Last month I was reading two of Graham Greene's fantastically prescient novels, The Quiet American and Our Man in Havana. His perception of where events were headed in Saigon (early 1950s) and Havana (later 1950s) led me to imagining how much better off the U.S. might have been if Greene had been paid more attention by our policymakers. (It probably didn't make him any more attractive to them that he was defiantly anti-American, mostly, one feels, after reading these novels, because he felt we were doing a bad job replacing the Brits as the world's movers and shakers--or even now, as the surviving superpower.)
If you read these two novels, you will see how he anticipates the gradual replacement of the French by the U.S. as the equivalent of the colonial power in Viet Nam, and the likelihood that the corrupt Batista regime in Cuba would be overthrown by revolutionaries of some sort, who were predictably less than thrilled with the U.S.'s then-common support of dictators in Latin America like Batista.
So after three presidents--Eisenhower, Kennedy, and Johnson--got deeper into Viet Nam--yes, the first two didn't go that far but they definitely set the stage and then some, it took many years to defuse the domino theory as the key element in American foreign policy in Asia. Then we had the totally irresponsible invasion of Iraq premised on a patchwork of lies and a needless invasion of Afghanistan--one had thought that the result of the 9/11 act of terror should have been a focused search for Bin Laden, not a wholesale invasion of two countries.

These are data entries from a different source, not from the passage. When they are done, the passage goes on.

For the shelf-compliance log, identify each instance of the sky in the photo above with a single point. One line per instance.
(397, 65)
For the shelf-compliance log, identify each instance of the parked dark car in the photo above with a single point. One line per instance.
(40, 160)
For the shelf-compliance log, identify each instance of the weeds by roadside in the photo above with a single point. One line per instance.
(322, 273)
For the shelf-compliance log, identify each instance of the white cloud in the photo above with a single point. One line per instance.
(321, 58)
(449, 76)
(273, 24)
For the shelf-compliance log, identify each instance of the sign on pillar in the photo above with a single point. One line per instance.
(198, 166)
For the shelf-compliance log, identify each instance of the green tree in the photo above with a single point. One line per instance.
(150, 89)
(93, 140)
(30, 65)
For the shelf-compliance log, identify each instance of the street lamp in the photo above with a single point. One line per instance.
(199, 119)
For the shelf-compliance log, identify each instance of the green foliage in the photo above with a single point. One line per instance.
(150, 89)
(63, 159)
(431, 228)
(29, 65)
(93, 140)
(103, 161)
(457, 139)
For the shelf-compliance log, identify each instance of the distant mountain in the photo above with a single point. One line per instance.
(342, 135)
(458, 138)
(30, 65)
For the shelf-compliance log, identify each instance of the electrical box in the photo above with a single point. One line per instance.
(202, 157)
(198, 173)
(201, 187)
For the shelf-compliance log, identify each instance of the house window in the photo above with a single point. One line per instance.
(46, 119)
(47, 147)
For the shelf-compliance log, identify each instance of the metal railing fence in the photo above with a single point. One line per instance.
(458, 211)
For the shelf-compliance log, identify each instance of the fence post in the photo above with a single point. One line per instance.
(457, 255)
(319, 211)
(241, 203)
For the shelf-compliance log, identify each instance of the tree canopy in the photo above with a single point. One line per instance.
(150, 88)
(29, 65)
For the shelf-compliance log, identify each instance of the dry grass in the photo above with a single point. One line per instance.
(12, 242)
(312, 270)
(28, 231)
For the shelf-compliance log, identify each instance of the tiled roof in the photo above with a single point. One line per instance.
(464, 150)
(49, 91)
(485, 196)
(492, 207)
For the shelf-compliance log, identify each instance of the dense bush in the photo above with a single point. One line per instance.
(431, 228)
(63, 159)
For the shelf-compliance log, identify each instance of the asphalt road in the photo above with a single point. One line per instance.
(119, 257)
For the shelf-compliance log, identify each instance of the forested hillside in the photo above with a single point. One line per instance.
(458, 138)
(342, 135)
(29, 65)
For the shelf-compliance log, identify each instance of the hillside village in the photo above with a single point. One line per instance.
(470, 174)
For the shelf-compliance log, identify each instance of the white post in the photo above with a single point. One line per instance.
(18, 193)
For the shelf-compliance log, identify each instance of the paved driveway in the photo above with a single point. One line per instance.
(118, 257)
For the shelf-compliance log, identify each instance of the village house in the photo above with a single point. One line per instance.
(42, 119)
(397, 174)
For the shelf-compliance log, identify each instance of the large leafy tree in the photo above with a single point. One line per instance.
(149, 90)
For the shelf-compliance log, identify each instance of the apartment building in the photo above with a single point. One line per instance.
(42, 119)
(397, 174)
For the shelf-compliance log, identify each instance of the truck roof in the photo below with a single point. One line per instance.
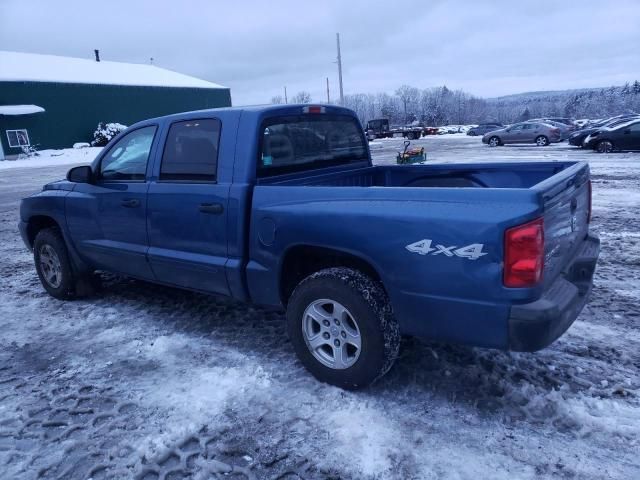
(259, 110)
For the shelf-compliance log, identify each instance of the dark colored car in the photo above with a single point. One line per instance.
(484, 128)
(577, 138)
(567, 121)
(622, 137)
(541, 134)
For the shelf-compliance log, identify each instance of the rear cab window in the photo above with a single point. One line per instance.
(191, 151)
(307, 142)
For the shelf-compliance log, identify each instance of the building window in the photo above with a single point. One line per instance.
(18, 138)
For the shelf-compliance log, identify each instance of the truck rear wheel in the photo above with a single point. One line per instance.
(342, 327)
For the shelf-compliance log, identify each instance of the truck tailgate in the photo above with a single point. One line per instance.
(566, 200)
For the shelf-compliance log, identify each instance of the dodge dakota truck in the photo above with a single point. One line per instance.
(281, 206)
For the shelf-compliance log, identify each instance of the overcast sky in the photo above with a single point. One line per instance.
(256, 47)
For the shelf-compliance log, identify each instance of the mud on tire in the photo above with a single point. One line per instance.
(367, 302)
(50, 240)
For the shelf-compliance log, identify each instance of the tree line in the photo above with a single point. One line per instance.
(441, 106)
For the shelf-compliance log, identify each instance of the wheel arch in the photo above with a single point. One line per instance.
(36, 223)
(300, 261)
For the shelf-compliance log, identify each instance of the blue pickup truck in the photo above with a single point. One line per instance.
(281, 206)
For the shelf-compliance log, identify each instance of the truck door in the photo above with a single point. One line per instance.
(107, 218)
(630, 138)
(187, 209)
(529, 132)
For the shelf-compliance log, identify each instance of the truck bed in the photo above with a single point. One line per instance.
(468, 205)
(486, 175)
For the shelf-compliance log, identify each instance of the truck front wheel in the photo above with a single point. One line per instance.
(342, 327)
(52, 264)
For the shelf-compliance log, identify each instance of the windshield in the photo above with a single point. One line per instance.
(305, 142)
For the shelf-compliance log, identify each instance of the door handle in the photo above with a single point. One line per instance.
(130, 203)
(214, 208)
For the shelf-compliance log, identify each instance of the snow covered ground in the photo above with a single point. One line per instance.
(143, 381)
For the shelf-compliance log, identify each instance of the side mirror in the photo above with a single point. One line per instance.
(82, 174)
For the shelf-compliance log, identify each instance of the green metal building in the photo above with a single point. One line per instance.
(48, 101)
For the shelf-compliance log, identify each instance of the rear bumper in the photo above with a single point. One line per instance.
(535, 325)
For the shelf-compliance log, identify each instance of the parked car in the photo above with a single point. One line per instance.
(577, 138)
(484, 128)
(625, 136)
(565, 130)
(282, 206)
(564, 120)
(541, 134)
(379, 128)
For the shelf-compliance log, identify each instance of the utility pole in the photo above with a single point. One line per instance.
(328, 97)
(340, 70)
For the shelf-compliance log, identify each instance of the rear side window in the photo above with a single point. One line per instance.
(307, 142)
(191, 151)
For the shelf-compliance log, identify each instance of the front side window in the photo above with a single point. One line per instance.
(18, 138)
(191, 151)
(296, 143)
(127, 159)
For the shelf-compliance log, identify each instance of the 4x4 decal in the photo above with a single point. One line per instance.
(423, 247)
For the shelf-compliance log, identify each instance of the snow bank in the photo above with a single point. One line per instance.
(49, 158)
(20, 109)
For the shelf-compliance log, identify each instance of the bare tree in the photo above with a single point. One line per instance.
(409, 96)
(301, 97)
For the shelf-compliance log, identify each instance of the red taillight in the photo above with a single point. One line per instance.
(313, 109)
(589, 193)
(524, 254)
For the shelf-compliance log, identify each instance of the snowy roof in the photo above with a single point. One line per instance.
(32, 67)
(20, 109)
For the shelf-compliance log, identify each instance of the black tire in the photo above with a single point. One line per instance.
(542, 141)
(367, 302)
(604, 146)
(52, 238)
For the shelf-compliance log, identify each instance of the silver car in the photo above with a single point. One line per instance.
(541, 134)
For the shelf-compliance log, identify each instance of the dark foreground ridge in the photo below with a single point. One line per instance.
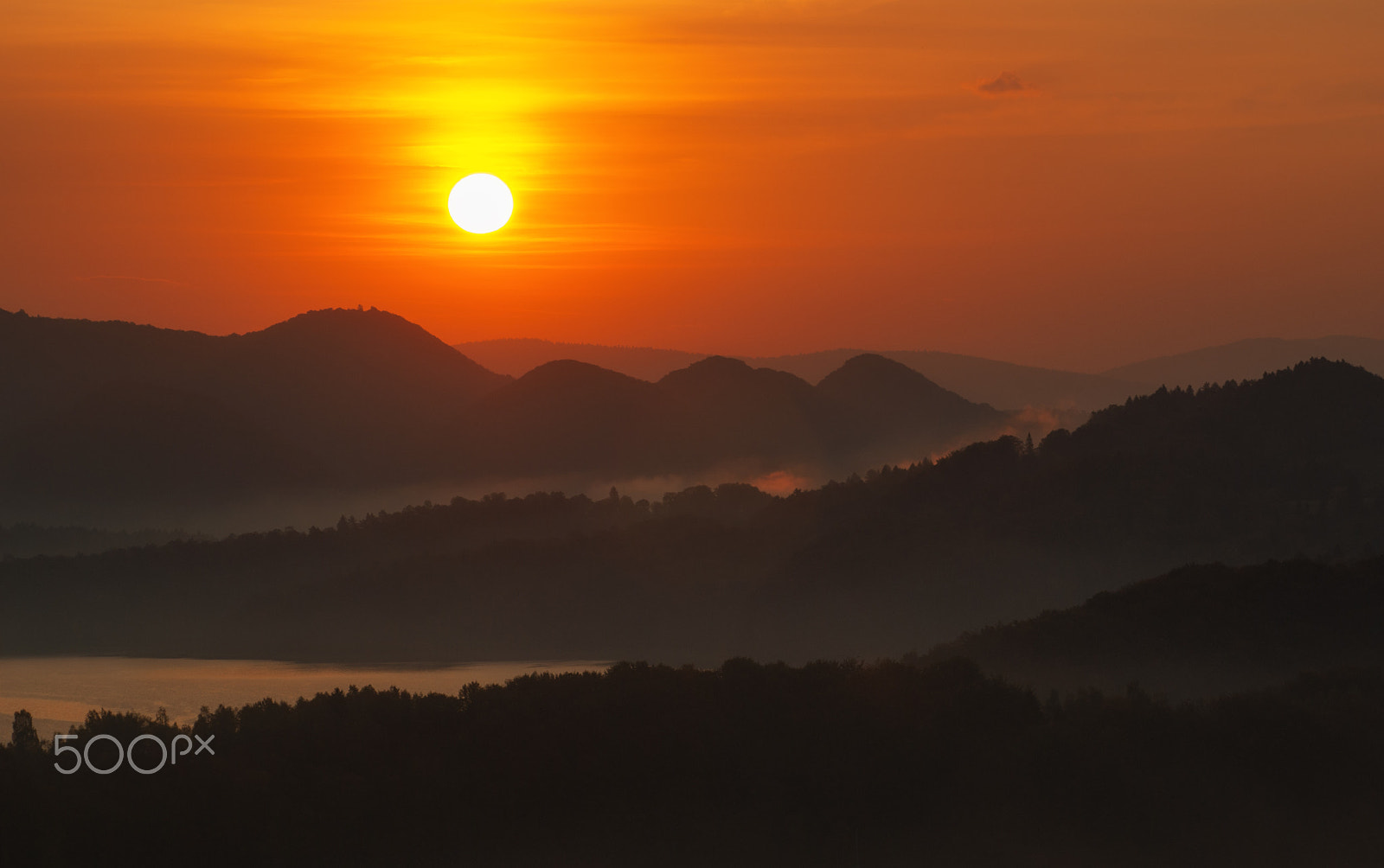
(747, 764)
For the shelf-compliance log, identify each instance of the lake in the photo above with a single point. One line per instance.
(60, 690)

President Obama seemed incapable of appreciating that yes, we had invaded Afghanistan and deposed the Taliban, only to let them return as we shifted to an even less relevant theatre: Iraq, but that we still didn't need to be in Afghanistan since no one from the outside has ever been able to end up victorious in that unwholesome atmosphere.
He has shown some success--not that he gets much credit from an ignorant media. Under his leadership, the objective of getting Bin Laden was accomplished and Obama managed to accomplish some limited goals in Libya without committing troops on the ground and by rallying allies. Perfect--no, and his staff let him down by ignoring the shaky situation in Libya so as to allow terrorists to storm the Benghazi consulate and then to put out some b.s. about the event rather than play it straight. Had it not been for that mishap, Libya might stand as a success--sure, a qualified one, but a success all the same for intervening without getting into a prolonged conflict.
So now Obama is rightfully reluctant to commit to major involvement in Syria. Yes, he should have exercised the limited use-of-force option some time ago but it still can be a good approach. And he should be given credit for involving Congress--both for satisfying those (some friends of mine among them) who believe that Congressional action is mandatory, and for assuring that the people's representatives charged with making the decision to go to war are on board.